- Occupation: Banker

= Patience Akyianu =

Ghanaian banker

Patience Akyianu was a Ghanaian Banker. She was currently the Chief Executive Officer, Ghana at Hollard Insurance, and a former managing director of Barclays Bank Ghana (now Absa Bank Ltd).

== Education ==
Akyianu completed her secondary school education at Wesley Girls' Senior High School in Cape Coast, the capital of the Central Region (Ghana). She graduated from the University of Ghana Business school with first class honours in Business Administration (accounting option). She has an MBA (Finance option) from the same institution.

== Career ==
Akyianu started work at Standard chartered bank as a financial controller. She rose to the position of chief financial officer (CFO) in the South African office of the Standard chartered bank, Africa regional operations.
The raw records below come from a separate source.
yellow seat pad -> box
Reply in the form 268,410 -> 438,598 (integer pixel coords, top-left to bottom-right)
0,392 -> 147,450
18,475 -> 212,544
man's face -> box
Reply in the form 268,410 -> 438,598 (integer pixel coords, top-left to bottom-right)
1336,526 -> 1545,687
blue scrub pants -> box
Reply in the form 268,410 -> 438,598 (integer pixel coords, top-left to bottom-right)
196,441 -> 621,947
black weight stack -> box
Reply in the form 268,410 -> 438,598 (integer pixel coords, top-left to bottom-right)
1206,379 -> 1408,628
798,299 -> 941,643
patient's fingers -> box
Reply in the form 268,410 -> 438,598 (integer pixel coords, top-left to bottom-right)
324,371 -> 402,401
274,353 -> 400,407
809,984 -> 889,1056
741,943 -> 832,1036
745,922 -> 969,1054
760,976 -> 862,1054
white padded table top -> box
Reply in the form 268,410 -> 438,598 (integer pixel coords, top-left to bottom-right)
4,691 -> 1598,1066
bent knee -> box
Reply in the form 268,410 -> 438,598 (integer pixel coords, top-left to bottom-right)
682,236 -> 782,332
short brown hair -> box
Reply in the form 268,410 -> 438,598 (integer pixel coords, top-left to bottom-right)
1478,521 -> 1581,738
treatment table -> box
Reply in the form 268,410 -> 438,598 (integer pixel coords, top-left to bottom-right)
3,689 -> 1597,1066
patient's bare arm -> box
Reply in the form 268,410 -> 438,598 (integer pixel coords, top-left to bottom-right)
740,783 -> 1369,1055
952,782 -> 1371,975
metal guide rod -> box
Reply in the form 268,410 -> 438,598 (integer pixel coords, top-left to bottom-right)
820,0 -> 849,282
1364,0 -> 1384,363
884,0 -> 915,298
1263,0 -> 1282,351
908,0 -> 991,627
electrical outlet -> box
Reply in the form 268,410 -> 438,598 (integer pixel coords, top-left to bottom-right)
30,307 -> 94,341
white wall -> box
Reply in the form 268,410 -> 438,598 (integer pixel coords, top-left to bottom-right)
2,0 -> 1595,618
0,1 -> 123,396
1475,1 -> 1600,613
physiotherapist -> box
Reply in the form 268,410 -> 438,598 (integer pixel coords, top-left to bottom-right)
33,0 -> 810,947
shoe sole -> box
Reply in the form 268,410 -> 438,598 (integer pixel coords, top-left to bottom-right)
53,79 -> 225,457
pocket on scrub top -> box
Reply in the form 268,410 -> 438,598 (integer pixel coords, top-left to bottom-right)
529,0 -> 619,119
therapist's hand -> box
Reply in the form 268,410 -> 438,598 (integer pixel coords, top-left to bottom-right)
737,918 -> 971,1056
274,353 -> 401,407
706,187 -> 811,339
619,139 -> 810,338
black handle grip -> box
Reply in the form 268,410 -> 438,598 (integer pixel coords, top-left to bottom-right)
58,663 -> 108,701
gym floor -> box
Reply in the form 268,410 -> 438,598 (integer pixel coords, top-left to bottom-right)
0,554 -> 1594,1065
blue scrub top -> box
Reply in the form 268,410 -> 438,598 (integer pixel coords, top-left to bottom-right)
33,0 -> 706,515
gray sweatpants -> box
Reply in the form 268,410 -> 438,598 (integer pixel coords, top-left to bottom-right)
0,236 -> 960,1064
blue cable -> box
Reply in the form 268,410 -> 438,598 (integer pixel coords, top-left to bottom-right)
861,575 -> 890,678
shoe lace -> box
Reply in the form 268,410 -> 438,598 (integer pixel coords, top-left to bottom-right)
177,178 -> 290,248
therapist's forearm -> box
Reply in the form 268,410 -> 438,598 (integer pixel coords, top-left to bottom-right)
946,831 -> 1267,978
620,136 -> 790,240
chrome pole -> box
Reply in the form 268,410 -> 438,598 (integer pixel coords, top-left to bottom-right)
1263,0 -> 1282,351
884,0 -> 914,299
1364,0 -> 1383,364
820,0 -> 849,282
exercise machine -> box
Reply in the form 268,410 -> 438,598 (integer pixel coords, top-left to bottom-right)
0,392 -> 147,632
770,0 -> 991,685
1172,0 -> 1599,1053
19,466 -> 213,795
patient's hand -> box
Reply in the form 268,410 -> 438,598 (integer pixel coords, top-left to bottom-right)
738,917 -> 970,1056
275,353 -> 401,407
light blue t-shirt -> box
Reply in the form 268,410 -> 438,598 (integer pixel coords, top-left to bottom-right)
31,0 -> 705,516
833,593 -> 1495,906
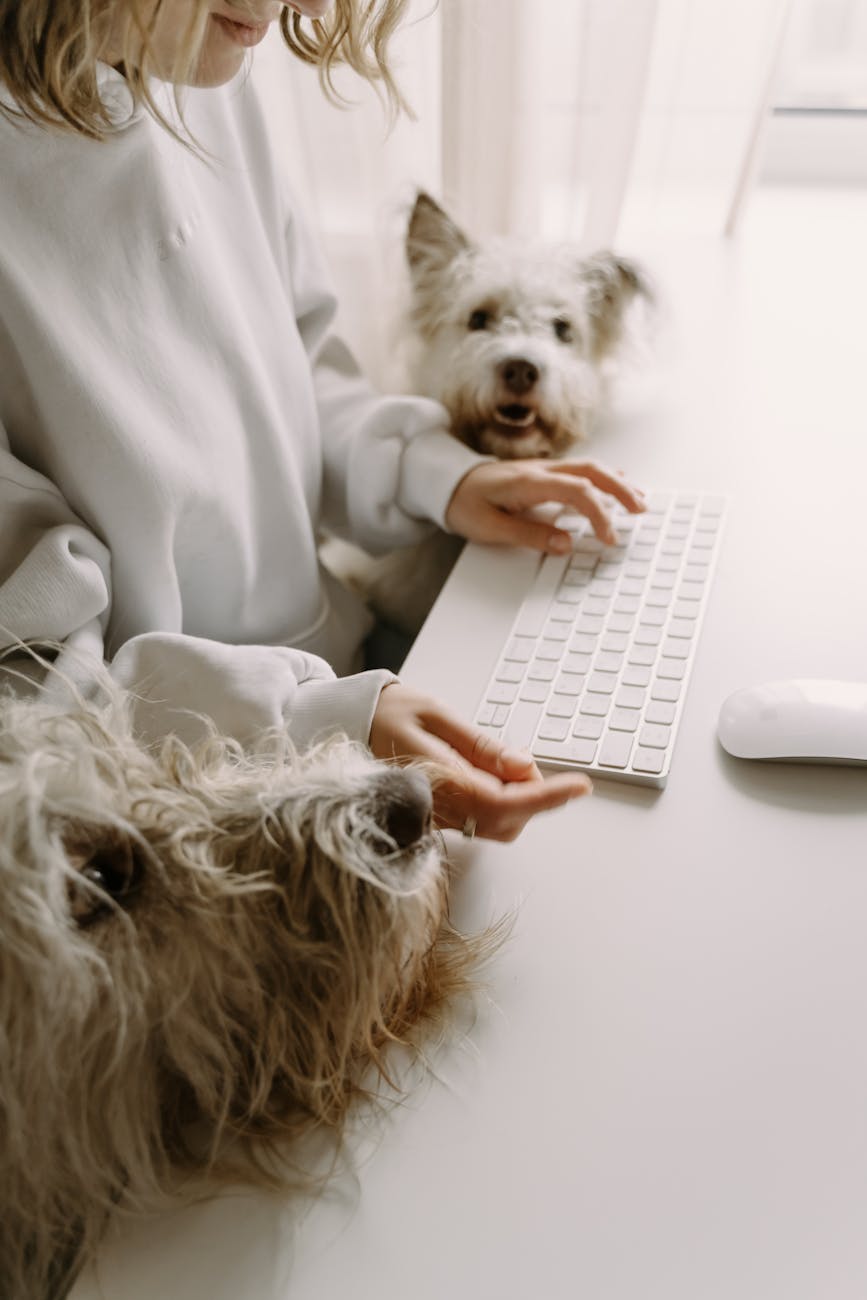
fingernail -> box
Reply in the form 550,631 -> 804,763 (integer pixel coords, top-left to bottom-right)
503,748 -> 534,766
548,534 -> 571,555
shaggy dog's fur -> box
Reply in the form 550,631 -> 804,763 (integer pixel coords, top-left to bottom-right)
0,673 -> 484,1299
324,192 -> 652,635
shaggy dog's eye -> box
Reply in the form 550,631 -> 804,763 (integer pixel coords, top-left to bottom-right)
66,834 -> 145,928
468,308 -> 491,331
553,317 -> 574,343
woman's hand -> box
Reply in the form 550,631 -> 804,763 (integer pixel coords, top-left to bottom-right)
445,458 -> 646,553
369,683 -> 591,841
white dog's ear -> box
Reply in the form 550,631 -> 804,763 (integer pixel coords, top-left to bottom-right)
580,252 -> 653,359
406,192 -> 473,285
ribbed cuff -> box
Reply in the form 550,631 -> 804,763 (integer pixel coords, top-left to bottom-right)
399,427 -> 492,530
289,668 -> 398,749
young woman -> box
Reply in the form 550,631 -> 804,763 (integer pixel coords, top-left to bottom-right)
0,0 -> 645,837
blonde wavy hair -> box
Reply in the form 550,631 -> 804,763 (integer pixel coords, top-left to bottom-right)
0,0 -> 413,139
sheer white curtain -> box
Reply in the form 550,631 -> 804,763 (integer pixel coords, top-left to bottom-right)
254,0 -> 791,382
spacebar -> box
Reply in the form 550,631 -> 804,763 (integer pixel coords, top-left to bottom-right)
503,702 -> 542,750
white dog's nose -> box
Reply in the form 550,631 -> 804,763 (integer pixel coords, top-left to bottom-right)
499,358 -> 539,395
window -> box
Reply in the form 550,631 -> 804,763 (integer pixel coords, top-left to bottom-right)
761,0 -> 867,184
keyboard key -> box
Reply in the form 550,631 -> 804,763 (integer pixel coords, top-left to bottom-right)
645,700 -> 676,725
573,716 -> 605,740
635,624 -> 662,646
584,597 -> 611,617
506,637 -> 535,662
546,695 -> 577,719
639,724 -> 671,750
542,620 -> 571,641
594,651 -> 623,673
569,552 -> 597,570
580,693 -> 611,717
608,613 -> 635,633
576,614 -> 604,635
622,665 -> 651,687
554,671 -> 585,695
632,746 -> 665,775
640,606 -> 666,627
672,601 -> 698,620
614,595 -> 640,614
528,659 -> 557,681
603,629 -> 631,650
504,701 -> 544,749
600,631 -> 629,653
599,731 -> 634,768
683,565 -> 708,583
644,588 -> 672,608
487,682 -> 518,705
668,619 -> 695,640
615,685 -> 646,710
651,679 -> 682,703
656,657 -> 685,680
535,737 -> 598,764
628,643 -> 657,666
538,716 -> 570,741
537,639 -> 566,660
609,707 -> 639,732
496,661 -> 525,683
588,672 -> 617,694
677,582 -> 704,602
660,637 -> 689,659
520,679 -> 550,703
570,633 -> 598,655
549,601 -> 578,620
564,651 -> 592,674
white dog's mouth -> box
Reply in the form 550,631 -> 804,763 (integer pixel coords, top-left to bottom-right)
494,403 -> 536,430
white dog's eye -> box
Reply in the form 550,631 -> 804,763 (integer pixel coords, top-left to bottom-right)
553,317 -> 574,343
467,308 -> 491,331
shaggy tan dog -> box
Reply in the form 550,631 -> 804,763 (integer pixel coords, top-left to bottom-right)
0,673 -> 485,1299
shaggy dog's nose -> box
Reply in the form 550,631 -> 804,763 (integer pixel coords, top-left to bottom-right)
499,357 -> 539,395
378,768 -> 434,848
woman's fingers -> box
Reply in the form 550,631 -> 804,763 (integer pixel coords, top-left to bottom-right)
432,767 -> 593,840
369,684 -> 592,841
548,460 -> 647,513
416,703 -> 540,780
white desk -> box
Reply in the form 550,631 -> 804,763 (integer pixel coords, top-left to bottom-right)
74,190 -> 867,1300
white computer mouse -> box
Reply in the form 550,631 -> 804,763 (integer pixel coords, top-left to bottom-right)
718,679 -> 867,765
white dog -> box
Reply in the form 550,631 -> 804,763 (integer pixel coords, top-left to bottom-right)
325,192 -> 651,637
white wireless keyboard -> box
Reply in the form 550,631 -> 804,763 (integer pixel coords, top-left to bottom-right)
473,491 -> 725,788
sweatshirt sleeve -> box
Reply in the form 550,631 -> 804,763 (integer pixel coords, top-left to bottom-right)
283,197 -> 490,555
0,441 -> 394,749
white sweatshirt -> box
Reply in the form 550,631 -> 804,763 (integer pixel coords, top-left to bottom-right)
0,66 -> 483,747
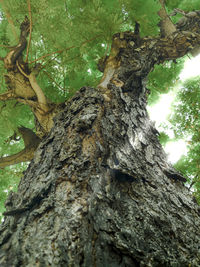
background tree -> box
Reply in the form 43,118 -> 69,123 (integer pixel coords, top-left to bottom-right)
170,77 -> 200,200
0,0 -> 200,265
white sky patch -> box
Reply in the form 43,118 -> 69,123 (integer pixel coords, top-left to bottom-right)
147,90 -> 188,163
147,93 -> 174,128
87,68 -> 92,74
180,54 -> 200,81
148,53 -> 200,163
164,140 -> 187,164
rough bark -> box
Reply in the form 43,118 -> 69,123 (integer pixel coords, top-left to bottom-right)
0,10 -> 200,267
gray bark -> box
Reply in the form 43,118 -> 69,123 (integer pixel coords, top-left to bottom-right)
1,12 -> 200,267
0,85 -> 200,266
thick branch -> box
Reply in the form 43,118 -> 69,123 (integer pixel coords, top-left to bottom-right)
18,126 -> 41,147
158,0 -> 176,37
16,61 -> 49,113
0,90 -> 16,101
0,147 -> 35,168
28,72 -> 49,113
0,127 -> 40,168
16,98 -> 39,109
4,16 -> 30,70
98,12 -> 200,94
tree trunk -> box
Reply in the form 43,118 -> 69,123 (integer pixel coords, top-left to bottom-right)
1,17 -> 200,267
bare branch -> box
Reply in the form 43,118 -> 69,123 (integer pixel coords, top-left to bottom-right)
29,48 -> 72,64
26,0 -> 32,63
16,98 -> 38,109
0,90 -> 16,101
4,16 -> 30,70
18,126 -> 41,147
29,72 -> 49,112
29,35 -> 102,64
16,60 -> 29,78
158,0 -> 176,37
16,60 -> 49,112
0,44 -> 16,48
43,70 -> 66,91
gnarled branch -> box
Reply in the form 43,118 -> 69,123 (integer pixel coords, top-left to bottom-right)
4,16 -> 30,70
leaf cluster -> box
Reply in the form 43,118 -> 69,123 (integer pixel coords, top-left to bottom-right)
170,78 -> 200,195
147,59 -> 184,105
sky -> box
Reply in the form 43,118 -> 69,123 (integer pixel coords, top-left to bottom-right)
148,54 -> 200,163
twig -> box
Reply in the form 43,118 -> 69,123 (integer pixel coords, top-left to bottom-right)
189,173 -> 199,190
29,35 -> 102,64
26,0 -> 32,63
39,53 -> 61,70
0,44 -> 16,48
189,180 -> 196,190
40,54 -> 80,91
29,48 -> 73,64
16,60 -> 29,78
43,70 -> 66,91
16,98 -> 38,109
41,52 -> 80,72
0,102 -> 6,114
104,43 -> 110,57
0,90 -> 15,101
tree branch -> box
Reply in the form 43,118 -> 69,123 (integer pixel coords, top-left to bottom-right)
4,16 -> 30,70
158,0 -> 176,37
16,60 -> 49,113
0,90 -> 16,101
29,48 -> 73,64
0,126 -> 40,168
0,90 -> 39,111
29,35 -> 101,64
28,72 -> 49,113
16,98 -> 39,109
43,70 -> 66,92
18,126 -> 41,147
25,0 -> 32,63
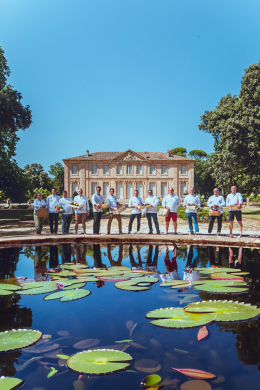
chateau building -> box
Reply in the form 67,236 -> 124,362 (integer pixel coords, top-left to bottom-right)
63,149 -> 194,199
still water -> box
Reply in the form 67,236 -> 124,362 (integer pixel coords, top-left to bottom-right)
0,244 -> 260,390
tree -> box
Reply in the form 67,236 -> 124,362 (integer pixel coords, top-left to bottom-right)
0,46 -> 32,201
188,150 -> 208,159
48,162 -> 64,195
188,149 -> 216,197
171,147 -> 187,157
23,163 -> 51,190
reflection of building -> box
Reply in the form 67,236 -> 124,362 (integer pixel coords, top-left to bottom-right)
63,149 -> 194,199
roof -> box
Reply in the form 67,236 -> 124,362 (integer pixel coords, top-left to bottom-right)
63,149 -> 194,162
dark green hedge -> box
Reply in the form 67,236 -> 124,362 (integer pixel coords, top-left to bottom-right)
157,206 -> 228,222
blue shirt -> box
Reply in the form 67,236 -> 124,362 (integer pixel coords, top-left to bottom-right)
226,192 -> 243,207
92,193 -> 104,213
33,199 -> 46,215
128,196 -> 143,214
74,195 -> 89,214
144,195 -> 159,214
207,195 -> 225,214
59,197 -> 73,215
162,194 -> 181,213
46,194 -> 60,213
107,195 -> 118,214
183,194 -> 201,214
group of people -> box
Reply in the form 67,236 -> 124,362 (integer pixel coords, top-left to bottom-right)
33,185 -> 243,237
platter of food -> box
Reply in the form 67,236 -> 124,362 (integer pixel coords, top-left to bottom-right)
94,203 -> 108,210
186,203 -> 196,210
70,202 -> 83,210
112,205 -> 127,214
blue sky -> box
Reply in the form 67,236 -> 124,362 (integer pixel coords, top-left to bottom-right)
1,0 -> 260,171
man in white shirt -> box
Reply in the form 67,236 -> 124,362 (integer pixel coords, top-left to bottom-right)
143,189 -> 160,234
183,187 -> 201,235
226,186 -> 243,237
162,188 -> 181,234
33,192 -> 46,234
59,190 -> 73,234
128,190 -> 142,234
207,188 -> 226,235
91,186 -> 104,234
106,188 -> 122,234
74,188 -> 89,234
46,188 -> 60,234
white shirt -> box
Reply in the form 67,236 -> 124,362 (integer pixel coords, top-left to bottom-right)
59,197 -> 73,215
207,195 -> 225,214
183,194 -> 201,213
160,271 -> 180,283
46,194 -> 60,213
33,199 -> 46,215
92,193 -> 104,213
144,195 -> 159,214
128,196 -> 143,215
226,192 -> 243,207
74,195 -> 89,214
107,195 -> 118,214
162,194 -> 181,213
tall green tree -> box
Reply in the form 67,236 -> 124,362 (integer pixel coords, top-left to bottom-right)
171,147 -> 187,157
0,47 -> 32,201
48,162 -> 64,195
23,163 -> 51,190
188,150 -> 216,197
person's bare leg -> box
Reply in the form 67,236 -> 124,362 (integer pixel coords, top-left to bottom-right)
238,221 -> 242,237
82,214 -> 86,234
229,221 -> 233,237
75,216 -> 78,234
173,221 -> 177,233
238,247 -> 242,264
166,221 -> 169,234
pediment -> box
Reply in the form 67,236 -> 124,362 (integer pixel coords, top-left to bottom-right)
112,150 -> 146,161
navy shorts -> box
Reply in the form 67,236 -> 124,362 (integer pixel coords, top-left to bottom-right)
229,210 -> 242,222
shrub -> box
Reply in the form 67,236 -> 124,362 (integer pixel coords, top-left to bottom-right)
158,206 -> 228,222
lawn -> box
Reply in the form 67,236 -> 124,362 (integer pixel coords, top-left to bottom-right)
0,209 -> 34,224
241,207 -> 260,220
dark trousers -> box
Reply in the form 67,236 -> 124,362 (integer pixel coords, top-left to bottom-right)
62,214 -> 72,234
93,213 -> 102,234
49,213 -> 59,234
49,245 -> 59,268
146,213 -> 160,233
128,214 -> 141,232
208,214 -> 222,233
147,245 -> 159,267
129,245 -> 142,267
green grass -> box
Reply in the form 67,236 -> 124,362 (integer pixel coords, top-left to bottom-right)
0,209 -> 33,225
241,207 -> 260,220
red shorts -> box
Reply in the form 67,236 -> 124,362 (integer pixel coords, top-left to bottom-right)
165,212 -> 177,222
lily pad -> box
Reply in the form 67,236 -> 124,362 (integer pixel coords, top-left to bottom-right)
0,329 -> 42,352
50,279 -> 79,287
180,380 -> 211,390
0,283 -> 21,296
44,289 -> 91,302
193,280 -> 248,294
210,272 -> 244,280
63,283 -> 86,290
160,281 -> 191,288
0,377 -> 24,390
19,282 -> 58,295
146,307 -> 216,328
46,271 -> 76,277
195,267 -> 241,274
135,359 -> 161,373
115,277 -> 158,292
185,300 -> 260,322
67,349 -> 133,375
73,339 -> 100,349
61,264 -> 89,270
75,277 -> 99,282
141,374 -> 162,387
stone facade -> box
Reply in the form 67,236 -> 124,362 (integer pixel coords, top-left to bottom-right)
63,149 -> 194,199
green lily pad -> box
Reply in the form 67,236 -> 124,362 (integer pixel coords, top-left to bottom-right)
115,277 -> 158,292
63,283 -> 86,290
193,280 -> 248,294
160,280 -> 191,287
46,271 -> 76,277
185,300 -> 260,321
18,282 -> 58,295
0,377 -> 24,390
210,272 -> 244,280
0,283 -> 21,296
115,340 -> 133,343
50,279 -> 80,287
0,329 -> 42,352
44,289 -> 91,302
76,277 -> 99,282
61,264 -> 89,270
67,349 -> 133,375
195,267 -> 241,274
141,374 -> 162,386
146,307 -> 216,328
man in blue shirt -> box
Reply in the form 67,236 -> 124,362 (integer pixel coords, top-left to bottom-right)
106,188 -> 123,234
143,189 -> 160,234
183,187 -> 201,235
91,186 -> 104,234
226,186 -> 243,237
207,188 -> 225,235
128,190 -> 142,234
46,188 -> 60,234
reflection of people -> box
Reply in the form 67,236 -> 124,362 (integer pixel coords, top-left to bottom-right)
61,244 -> 72,264
107,188 -> 122,234
74,189 -> 90,235
74,244 -> 87,264
129,245 -> 142,267
146,245 -> 159,268
164,245 -> 177,272
93,244 -> 104,268
143,190 -> 160,234
34,247 -> 47,280
46,188 -> 60,234
186,245 -> 198,268
162,188 -> 181,234
183,188 -> 201,235
229,247 -> 242,268
92,186 -> 104,234
207,188 -> 225,235
59,190 -> 73,234
107,244 -> 123,266
33,192 -> 46,234
208,246 -> 222,266
49,245 -> 59,268
226,186 -> 243,238
128,190 -> 142,234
== Awards and nominations==
Akyianu was named finance CEO of the year at the third Ghana CFO awards in 2017.

She was nominated among the 60 women rising in Africa in 2017.
Patience Akyianu was also nominated at the 2018 GECE Awards.

She was awarded the Nobles International Award (2013), Africa Female Economic Champion-Banking (Centre for Economic & Leadership Development (CELD)-2014), and was inducted into Global Women Leaders Hall of Fame (CELD- 2014) and Woman of Excellence in Finance (Ghana CFO Awards 2015). She was a nominee in the Top 50 Rising Stars in Africa (The Africa Report, May 2014).

In 2021 she was African Female Business Leader of the Year.